The state’s Lieutenant Governor says New Yorkers should be deeply worried if the US Senate approves a plan to repeal and replace the Affordable Health Care Act, also knows as Obamacare.
Currently, the Senate does not have the votes for the GOP plan, but Lieutenant Governor Kathy Hochul says that doesn’t mean opponents of the measure should be complacent.
“This is heading down a path that is very disturbing,” said Hochul who sarcastically said she has some advice for people if the repeal and replacement is approved.
“Don’t get sick,” she said. “And definitely don’t get old.”
Hochul says New York stands to lose up to $7 b a year in aid for Medicaid recipients and other related health plans. That would impact hospitals and nursing homes, which are the largest employer in many communities. The state health department estimates that one million poor and working and middle-class New Yorkers could lose coverage.
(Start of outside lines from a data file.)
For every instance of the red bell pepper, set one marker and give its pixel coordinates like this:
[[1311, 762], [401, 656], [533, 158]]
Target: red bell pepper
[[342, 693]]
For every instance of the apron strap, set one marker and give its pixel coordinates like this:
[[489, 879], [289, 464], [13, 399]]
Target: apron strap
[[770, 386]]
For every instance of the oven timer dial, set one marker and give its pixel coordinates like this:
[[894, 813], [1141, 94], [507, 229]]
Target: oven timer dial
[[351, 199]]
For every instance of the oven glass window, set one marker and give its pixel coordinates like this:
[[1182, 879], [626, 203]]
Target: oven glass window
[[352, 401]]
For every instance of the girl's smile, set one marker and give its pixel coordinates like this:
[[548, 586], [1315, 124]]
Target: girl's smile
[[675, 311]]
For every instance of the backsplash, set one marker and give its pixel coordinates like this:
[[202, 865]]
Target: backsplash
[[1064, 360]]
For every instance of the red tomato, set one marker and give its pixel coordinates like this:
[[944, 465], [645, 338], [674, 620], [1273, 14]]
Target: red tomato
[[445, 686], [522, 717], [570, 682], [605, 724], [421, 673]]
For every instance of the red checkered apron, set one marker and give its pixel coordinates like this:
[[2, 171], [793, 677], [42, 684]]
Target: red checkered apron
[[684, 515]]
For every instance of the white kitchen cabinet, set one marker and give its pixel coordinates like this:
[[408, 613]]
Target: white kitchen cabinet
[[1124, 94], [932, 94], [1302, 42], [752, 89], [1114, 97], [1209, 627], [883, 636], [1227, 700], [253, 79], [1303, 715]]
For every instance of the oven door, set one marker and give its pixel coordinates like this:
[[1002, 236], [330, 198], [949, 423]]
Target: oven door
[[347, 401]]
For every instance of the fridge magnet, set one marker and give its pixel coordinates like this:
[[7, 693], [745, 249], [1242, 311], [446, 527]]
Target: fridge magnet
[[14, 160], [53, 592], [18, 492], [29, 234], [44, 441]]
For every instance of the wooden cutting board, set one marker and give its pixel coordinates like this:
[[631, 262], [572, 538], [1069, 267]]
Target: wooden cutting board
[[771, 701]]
Hochul says only the ultra-rich would benefit from the plan receiving, on average a $3700 tax cut.
“If you are top 1% of income earners, you’re just high fiving it,” Hochul said.
The House of Representatives struggled to pass a repeal and replacement plan earlier this year until they came up with some amendments that would pull in enough yes votes, and the Senate is now expected to do the same. One of those amendments was crafted to gain the support of two upstate New York Congressman, Chris Collins and John Faso. It would require New York State to pay for the counties’ share of Medicaid costs, at a price tag of $2.3 b a year. Hochul calls it a “betrayal” and a “disgrace”.
“Who goes to Washington to bring less back to their state, less back to their districts?” she asked. “Who does that?”
Collins and Faso contend that county property taxpayers will benefit from the plan by seeing their taxes go down.
Hochul in 2011 and 12 held the Congressional seat now occupied by to Collins. She lost the election to him partly due to her vote for Obamacare. She says she’s happy being lieutenant governor, though, and does not foresee a rematch.
Bill Hammond, with the fiscal watchdog group the Empire Center, agrees that the state stands to lose billions of dollars under the Senate’s health care plan. He says, in fact, New York, which has a larger Medicaid budget than most states, would be more severely penalized under the Senate plan than most other states. The Senate version would enact a stricter Medicaid funding limit on higher-spending states, than on states that spend smaller amounts on government-financed health care.
“It says ‘if you’re spending per enrollee is more than 25% above the national average, you’re going to take a little extra hair cut on your federal aid’,” Hammond said.
It adds up to billions of dollars over the years that New York would lose in federal funding.
Hammond says the governor and legislature would have to make some big changes in the state budget in order to cope. Options include cutting health care benefits, trimming payments to providers, or raising taxes, all politically thorny.
After health care, the next largest portion of the budget is an aid to education, which would also be politically difficult to cut.
Hochul says she’s not ready yet to discuss potential cuts in the state budget, she believes the Senate vote can be stopped. She cites a recent poll that found only 17 percent of Americans actually want to repeal the ACA. And she says she’s hearing the same from some of her own constituents, including at a recent visit to a diner in a rural part of Western New York, where many former opponents of Obamacare now don’t want lose their benefits.
Hochul says Senators are “tone deaf” if they don’t heed those views.
New York’s two Senators, Chuck Schumer and Kirsten Gillibrand, both Democrats, oppose the Senate Republican plan and have offered their own scathing assessments.